Having a good beer is nice. Having a good beer with a great head is even better. The only problem is that the foamy layer that is on top of the beer can be unpredictable. Sometimes it is thick and luxurious. At other times, it looks like something that was dug up with a few dinosaur fossils.
Why does this happen?
Why Do Some Beers Foam Better Than Others?
A beer that is high in dextrin or protein will have a better foam because there is a better structure to the foam. These proteins, derived from malts, move upward because they are hydrophobic. There they can interact with tannins and other components of the beer and that creates the head.
If you’re creating your own homebrew, you’ll want to choose a malt that can enhance your head for better results. Wheat malt is the most popular, but some crystal malts like Carafoam will also get the job done. Darker malts can improve foam stability as well, especially if they are rated high in melanoidin.
Yet it isn’t just the quality of the beer that can ruin the great head that you’re expecting. There are several different factors which must be considered if you’re looking for a good beer with a great head.
How Clean Is Your Barware?
One of the most common reasons for a lack of head with beer is a dirty class. When your barware isn’t perfectly clean, the beer can interact with the remaining impurities and this lessens the quality of the head that is achieved. Any fats or oils that may be in the glass will further reduce the head, as will any oils or fats that may be on the bottle, tap, or keg.
Human skin naturally sheds oils and fats. If you grab the inside of a glass and then pour over your fingerprint, that can be enough to give you lackluster foam.
Here are some other ways to ensure that you can have better beer foam the next time you want to crack open a cold one.
- Use a mix of nitrogen and carbon dioxide instead of straight CO2. It will give your foam better stability.
- Make sure all your equipment is sanitized.

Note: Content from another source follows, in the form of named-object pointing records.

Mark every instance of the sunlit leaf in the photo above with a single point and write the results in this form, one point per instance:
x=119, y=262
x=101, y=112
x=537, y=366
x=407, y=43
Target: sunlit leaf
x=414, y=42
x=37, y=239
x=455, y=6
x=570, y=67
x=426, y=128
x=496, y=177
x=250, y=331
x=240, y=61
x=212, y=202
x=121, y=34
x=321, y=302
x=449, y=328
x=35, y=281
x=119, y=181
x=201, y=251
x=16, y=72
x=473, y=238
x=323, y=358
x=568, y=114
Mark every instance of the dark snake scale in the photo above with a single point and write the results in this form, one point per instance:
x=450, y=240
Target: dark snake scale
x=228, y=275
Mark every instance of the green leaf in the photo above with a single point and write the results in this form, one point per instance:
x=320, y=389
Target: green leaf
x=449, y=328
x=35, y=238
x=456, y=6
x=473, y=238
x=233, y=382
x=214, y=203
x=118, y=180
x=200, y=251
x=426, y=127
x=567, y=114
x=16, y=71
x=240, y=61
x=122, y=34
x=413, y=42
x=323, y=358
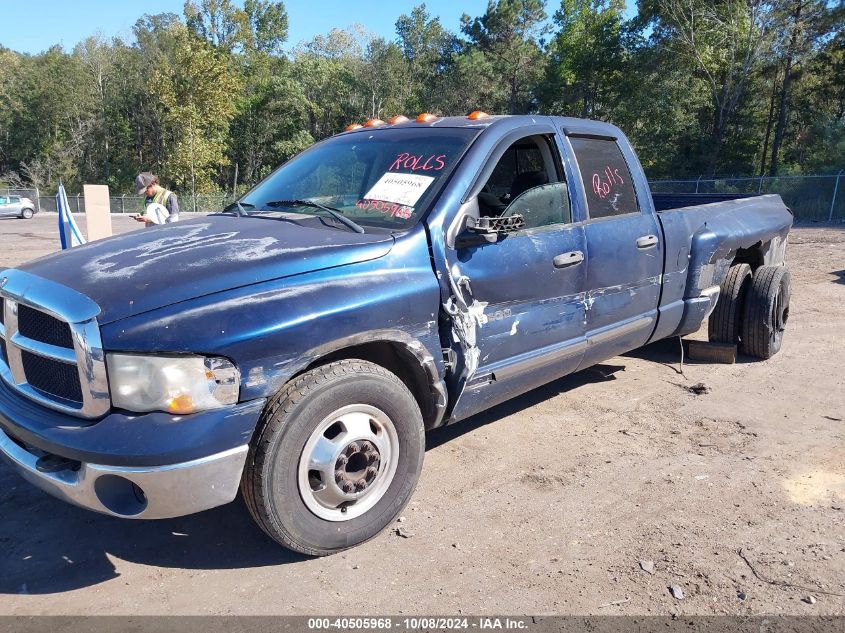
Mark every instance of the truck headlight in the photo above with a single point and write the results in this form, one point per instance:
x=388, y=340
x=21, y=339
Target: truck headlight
x=176, y=384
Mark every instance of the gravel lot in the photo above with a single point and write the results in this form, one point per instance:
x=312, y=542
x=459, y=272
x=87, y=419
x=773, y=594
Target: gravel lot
x=546, y=504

Any impurities or contaminants, even within a hose, can be enough to stop the foam from properly forming.
- If you’re making homebrew, be sure to mash at a properly high temperature. Mashing when the temps are too low is the fastest way to ruin a great head.

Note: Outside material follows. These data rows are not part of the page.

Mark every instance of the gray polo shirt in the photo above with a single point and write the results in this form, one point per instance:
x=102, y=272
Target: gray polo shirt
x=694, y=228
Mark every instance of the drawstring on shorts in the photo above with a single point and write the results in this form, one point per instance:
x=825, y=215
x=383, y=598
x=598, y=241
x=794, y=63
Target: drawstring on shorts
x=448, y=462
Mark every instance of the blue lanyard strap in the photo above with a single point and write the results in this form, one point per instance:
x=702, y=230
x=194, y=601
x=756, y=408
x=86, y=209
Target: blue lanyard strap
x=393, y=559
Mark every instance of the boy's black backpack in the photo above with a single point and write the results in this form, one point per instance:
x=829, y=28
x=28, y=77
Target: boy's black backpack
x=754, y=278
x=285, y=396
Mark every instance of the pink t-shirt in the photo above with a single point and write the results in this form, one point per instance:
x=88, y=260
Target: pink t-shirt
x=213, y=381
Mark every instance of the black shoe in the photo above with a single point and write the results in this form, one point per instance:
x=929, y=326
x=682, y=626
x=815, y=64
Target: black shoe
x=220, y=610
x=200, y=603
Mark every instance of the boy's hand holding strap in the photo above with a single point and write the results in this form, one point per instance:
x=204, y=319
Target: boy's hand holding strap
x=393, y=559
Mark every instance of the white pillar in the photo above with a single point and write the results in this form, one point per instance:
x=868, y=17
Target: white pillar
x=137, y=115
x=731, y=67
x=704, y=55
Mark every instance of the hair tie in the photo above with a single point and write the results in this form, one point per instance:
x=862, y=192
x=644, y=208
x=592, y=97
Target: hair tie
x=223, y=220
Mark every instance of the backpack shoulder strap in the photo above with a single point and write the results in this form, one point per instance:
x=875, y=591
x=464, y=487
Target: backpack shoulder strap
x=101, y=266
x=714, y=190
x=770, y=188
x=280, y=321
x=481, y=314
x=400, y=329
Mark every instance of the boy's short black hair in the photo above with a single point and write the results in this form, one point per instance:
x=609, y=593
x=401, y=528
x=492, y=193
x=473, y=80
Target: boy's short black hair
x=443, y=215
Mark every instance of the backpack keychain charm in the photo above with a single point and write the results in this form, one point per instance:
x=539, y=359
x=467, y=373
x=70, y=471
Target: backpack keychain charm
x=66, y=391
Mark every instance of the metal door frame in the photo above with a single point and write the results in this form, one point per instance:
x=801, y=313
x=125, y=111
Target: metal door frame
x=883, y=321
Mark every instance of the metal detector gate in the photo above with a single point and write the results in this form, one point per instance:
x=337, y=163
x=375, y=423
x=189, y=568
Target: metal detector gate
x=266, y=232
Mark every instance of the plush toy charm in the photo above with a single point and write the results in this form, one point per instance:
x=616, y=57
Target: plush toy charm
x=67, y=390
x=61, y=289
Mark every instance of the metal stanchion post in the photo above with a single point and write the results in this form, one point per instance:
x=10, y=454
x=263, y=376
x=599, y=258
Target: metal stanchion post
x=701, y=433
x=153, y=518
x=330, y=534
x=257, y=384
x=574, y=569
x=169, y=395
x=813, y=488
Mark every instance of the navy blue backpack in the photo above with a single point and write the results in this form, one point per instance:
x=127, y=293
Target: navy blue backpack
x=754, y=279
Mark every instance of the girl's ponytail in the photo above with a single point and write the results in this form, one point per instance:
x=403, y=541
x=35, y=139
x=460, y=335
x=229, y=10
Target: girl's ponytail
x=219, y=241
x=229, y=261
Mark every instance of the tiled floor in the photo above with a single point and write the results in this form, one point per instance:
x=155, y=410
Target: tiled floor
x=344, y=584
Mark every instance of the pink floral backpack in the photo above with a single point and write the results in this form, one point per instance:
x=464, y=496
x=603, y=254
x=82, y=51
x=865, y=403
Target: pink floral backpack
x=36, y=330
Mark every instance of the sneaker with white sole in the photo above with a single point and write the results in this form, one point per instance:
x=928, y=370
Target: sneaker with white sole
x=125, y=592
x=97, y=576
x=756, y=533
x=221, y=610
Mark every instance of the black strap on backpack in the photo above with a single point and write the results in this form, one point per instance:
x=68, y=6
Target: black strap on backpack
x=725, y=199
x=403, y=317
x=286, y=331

- Try to use bittering hops with your homebrew. Even if you don’t get everything right, the hops are ultra-forgiving and can still provide you with a nice foam.

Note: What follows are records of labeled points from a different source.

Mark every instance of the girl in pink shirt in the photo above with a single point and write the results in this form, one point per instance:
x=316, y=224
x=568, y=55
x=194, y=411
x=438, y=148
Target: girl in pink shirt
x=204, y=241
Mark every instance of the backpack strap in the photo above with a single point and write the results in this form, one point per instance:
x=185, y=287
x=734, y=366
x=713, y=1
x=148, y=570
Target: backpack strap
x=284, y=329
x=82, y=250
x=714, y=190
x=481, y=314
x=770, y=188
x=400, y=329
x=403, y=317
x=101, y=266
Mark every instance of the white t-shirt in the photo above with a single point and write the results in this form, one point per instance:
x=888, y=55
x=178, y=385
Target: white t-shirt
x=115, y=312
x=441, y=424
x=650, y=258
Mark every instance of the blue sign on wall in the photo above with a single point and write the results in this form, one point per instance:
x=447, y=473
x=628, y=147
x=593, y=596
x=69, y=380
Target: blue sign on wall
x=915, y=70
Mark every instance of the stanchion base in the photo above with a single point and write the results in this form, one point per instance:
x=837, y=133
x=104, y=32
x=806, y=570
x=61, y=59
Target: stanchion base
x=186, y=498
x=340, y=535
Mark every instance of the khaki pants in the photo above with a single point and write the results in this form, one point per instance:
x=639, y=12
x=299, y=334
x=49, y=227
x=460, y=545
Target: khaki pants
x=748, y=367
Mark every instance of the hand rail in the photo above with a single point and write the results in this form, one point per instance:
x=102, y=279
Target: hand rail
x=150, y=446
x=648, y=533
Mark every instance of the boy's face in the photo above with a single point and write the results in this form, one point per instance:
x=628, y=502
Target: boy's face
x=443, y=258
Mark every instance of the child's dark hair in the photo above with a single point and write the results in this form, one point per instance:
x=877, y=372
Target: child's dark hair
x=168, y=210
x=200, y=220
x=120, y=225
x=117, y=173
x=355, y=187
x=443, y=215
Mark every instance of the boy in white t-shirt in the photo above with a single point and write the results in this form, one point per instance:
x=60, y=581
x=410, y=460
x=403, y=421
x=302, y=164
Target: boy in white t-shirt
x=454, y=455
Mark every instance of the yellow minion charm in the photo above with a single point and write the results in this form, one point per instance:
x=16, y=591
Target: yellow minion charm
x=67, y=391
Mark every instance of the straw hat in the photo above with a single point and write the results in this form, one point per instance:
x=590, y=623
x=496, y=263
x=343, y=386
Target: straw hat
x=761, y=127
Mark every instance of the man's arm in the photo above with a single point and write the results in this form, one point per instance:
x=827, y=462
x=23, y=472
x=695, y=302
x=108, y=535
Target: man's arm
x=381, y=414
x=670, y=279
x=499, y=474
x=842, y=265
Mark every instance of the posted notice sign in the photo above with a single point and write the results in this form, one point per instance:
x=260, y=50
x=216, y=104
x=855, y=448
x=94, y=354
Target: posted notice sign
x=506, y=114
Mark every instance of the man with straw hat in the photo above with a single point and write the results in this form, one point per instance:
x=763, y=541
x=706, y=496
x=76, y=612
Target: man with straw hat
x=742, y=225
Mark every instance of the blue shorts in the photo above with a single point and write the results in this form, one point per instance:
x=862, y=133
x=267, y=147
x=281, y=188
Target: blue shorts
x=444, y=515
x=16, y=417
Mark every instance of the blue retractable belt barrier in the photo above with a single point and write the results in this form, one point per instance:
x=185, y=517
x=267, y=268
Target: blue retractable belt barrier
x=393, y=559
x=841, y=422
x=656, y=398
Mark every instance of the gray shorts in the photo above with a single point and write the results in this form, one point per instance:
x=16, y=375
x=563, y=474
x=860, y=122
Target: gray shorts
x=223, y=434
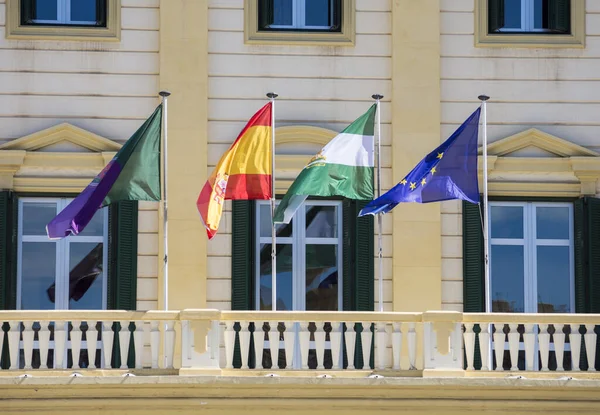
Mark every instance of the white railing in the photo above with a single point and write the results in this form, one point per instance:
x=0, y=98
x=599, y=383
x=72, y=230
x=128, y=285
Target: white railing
x=230, y=342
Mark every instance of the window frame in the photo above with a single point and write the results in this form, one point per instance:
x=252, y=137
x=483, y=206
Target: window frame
x=62, y=248
x=530, y=242
x=15, y=29
x=299, y=240
x=292, y=36
x=533, y=39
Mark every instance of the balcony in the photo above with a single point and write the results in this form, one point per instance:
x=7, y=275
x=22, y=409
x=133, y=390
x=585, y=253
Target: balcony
x=300, y=344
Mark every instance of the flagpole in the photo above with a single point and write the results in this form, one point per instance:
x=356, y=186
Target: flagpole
x=486, y=247
x=377, y=98
x=164, y=95
x=272, y=96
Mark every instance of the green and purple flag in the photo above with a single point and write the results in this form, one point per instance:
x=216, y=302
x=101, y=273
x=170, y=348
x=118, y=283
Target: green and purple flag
x=133, y=174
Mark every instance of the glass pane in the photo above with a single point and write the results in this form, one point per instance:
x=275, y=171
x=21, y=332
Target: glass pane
x=321, y=278
x=86, y=276
x=321, y=222
x=83, y=11
x=506, y=222
x=45, y=10
x=318, y=13
x=284, y=277
x=283, y=230
x=508, y=278
x=512, y=14
x=38, y=271
x=283, y=12
x=36, y=216
x=96, y=225
x=552, y=222
x=554, y=279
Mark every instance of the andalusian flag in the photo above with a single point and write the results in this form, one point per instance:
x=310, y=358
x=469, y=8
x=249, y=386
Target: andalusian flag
x=133, y=174
x=243, y=173
x=344, y=167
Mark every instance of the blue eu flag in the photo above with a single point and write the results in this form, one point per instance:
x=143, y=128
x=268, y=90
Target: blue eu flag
x=448, y=172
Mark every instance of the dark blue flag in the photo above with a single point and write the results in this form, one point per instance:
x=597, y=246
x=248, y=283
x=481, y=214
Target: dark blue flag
x=448, y=172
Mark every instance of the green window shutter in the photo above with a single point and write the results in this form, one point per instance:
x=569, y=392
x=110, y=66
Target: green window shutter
x=242, y=255
x=559, y=16
x=265, y=14
x=473, y=262
x=495, y=15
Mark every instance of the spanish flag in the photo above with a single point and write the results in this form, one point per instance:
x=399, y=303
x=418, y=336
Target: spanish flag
x=243, y=173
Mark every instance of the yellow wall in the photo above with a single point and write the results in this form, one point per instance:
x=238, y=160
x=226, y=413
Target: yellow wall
x=415, y=129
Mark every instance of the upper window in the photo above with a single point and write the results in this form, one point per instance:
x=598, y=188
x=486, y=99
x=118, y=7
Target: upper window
x=63, y=19
x=533, y=23
x=300, y=21
x=64, y=12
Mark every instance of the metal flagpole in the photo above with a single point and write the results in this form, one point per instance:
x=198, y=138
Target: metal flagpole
x=486, y=247
x=272, y=96
x=377, y=98
x=164, y=95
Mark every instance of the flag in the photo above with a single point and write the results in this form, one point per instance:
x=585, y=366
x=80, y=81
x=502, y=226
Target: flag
x=448, y=172
x=133, y=174
x=344, y=167
x=243, y=173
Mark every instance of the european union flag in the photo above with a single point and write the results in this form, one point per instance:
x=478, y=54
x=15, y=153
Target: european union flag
x=448, y=172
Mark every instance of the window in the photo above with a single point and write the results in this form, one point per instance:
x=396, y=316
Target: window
x=309, y=258
x=534, y=23
x=531, y=254
x=99, y=20
x=300, y=21
x=68, y=273
x=64, y=12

- Avoid sugars, rice, and corn at all costs. Always measure your priming sugar while working with a homebrew.
- Make sure that you receive or serve the beer completely chilled.
When your equipment is clean and your beer is properly made, the foam is going to happen. If you’re struggling to get a good beer with a great head at home, then you may need to upgrade to one of the best beer fridges for better temperature stability.